Dengan mengetahui kandidat yang bersih sejak awal, lebih mudah bagi rakyat untuk memproyeksikan bentuk pemerintahan yang akan dicapai melalui pilkada langsung
PEMILIHAN kepala daerah (pilkada), yang sudah dan tengah berlangsung di sejumlah daerah kabupaten/kota memerlukan sorotan tersendiri. Kita semua berharap pilkada mampu menghasilkan dampak-dampak positif bagi daerahnya berupa meningkatnya kepercayaan publik yang berujung pada meningkatnya investasi, pertumbuhan ekonomi, dan kesejahteraan rakyat. Untuk itu, kepercayaan publik hanya mungkin diraih kalau kepala daerahnya terpilih dari suatu proses yang baik.
Dalam konteks itu, sejak 30 April 2010, ketika UU Keterbukaan Informasi Publik dinyatakan berlaku efektif, transparansi menjadi sangat penting sebagai modal sosial dan perspektif baru dalam melaksanakan pilkada langsung.
Bagi KPU, setiap tahapan pilkada harus didorong ke arah transparan, mulai hal-hal yang menyangkut internal badan publik, maupun dalam memproses hal terkait dengan pemilih, kandidat, dan penghitungan suara.
Penyusunan dan/atau penetapan daftar pemilih (DPT) terkait dengan akurasi dan akuntabilitasnya; kandidat terkait dengan persyaratan pendaftaran yang memang harus dibuka untuk menghindari terjadinya manipulasi dan praktik maladministrasi. Terakhir penghitungan suara yang berkaitan dengan proses penghitungan suara harus didorong ke arah trully open.

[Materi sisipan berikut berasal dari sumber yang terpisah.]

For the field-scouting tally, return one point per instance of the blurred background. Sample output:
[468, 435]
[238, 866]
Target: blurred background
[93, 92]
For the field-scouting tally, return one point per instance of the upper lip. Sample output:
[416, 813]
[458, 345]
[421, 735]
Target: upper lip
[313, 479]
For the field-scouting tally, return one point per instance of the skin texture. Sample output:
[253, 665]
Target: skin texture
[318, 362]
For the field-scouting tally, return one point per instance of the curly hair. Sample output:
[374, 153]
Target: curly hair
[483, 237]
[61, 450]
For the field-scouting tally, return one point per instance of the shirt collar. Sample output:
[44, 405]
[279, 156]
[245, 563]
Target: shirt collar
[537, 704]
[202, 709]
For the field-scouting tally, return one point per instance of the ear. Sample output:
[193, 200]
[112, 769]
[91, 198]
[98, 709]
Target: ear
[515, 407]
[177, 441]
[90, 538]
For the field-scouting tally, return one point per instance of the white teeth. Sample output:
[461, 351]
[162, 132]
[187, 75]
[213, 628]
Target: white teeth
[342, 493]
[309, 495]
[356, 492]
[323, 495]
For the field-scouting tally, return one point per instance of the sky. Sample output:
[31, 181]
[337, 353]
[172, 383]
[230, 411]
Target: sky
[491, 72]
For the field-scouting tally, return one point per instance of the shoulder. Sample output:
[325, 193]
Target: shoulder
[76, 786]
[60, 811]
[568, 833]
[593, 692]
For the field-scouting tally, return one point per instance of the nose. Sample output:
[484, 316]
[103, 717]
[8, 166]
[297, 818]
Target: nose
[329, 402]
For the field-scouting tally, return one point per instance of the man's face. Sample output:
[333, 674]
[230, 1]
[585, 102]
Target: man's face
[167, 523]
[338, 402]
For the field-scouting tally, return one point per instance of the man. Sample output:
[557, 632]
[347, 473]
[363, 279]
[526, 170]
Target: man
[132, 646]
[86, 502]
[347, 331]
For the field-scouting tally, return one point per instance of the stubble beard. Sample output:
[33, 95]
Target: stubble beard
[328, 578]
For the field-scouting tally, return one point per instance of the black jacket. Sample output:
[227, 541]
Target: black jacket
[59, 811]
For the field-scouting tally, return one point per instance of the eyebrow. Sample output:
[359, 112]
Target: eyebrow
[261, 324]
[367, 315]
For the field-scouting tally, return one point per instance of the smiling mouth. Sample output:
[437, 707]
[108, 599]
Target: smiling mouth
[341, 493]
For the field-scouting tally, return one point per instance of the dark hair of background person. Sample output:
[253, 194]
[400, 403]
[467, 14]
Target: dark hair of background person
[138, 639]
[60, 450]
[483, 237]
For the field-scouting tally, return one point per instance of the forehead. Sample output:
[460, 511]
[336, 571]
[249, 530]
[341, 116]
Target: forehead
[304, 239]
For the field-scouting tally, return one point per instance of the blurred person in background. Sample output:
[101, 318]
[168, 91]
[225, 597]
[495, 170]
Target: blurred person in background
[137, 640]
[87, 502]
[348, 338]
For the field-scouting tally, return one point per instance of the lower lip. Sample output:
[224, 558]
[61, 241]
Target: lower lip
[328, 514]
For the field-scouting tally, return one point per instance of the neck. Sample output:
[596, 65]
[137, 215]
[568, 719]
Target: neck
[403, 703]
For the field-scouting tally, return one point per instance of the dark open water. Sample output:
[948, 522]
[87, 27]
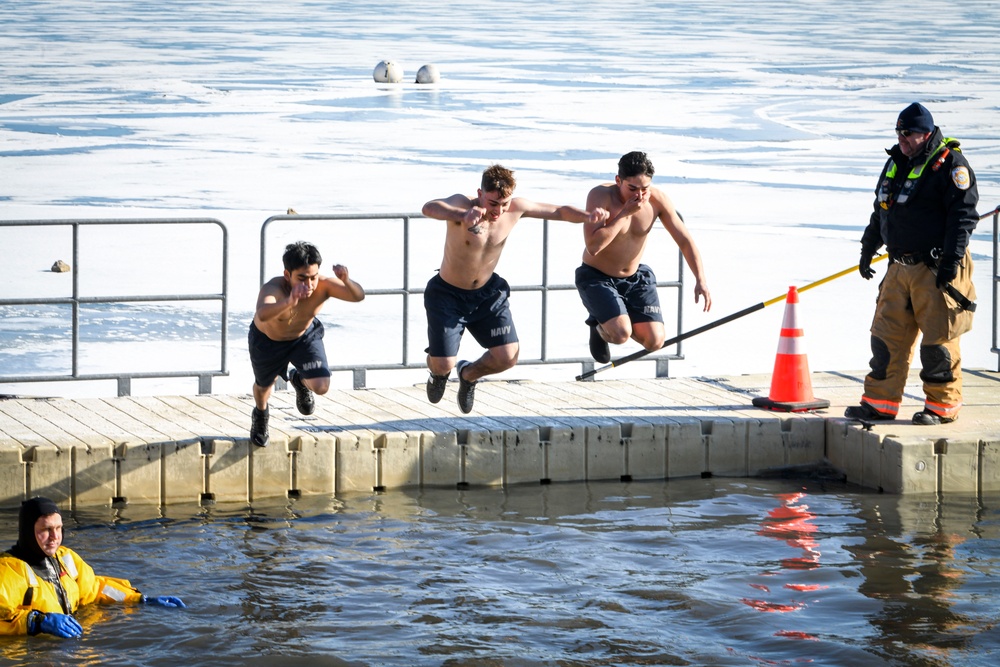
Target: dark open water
[690, 572]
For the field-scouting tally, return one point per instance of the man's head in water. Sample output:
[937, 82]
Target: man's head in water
[635, 175]
[496, 191]
[302, 261]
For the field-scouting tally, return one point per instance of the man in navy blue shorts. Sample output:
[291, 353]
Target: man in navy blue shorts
[617, 290]
[285, 331]
[466, 293]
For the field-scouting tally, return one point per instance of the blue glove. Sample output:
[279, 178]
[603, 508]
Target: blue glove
[865, 266]
[60, 625]
[164, 601]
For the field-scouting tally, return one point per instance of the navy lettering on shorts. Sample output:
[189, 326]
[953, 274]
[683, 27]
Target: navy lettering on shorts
[606, 297]
[270, 358]
[485, 312]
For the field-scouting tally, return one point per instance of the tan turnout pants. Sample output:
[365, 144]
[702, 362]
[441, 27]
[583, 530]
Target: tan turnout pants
[909, 303]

Di level panwas, cara-cara pengawasan yang transparan yakni yang objektif dengan tolok ukur yang jelas, serta target-target dan pelaporan progress report kinerja pengawasan yang disampaikan secara periodik di setiap tahapan pilkada perlu dilakukan menjadi modal bagaimana proses pilkada didorong ke arah yang transparan. Begitupun di level parpol, bagaimana rekrutmen internal kandidat, pola-pola fund rising, dan kinerja anggaran di parpol.
Di bagian ini, keterbukaan informasi mengenai kandidatnya menjadi sangat penting dengan tiga alasan. Pertama, cita-cita pembentukan pemerintahan yang bersih itu hanya dapat dilakukan kalau sejak dari awal pemilihan para pejabatnya juga transparan.
Kedua, dengan mengetahui kandidat yang bersih sejak awal, lebih mudah bagi rakyatnya untuk memproyeksikan bentuk pemerintahan yang akan dicapai melalui pilkada langsung. Ketiga, pengetahuan yang cukup mengenai kandidat seharusnya mendorong pemilih untuk ikut bertanggung atas pilihannya. Tetapi, inilah faktanya. Akibat ketidakterbukaan informasi yang terkait dengan kandidat, sejumlah calon kepala daerah yang diindikasikan tidak bersih dan bermasalah tetap terpilih.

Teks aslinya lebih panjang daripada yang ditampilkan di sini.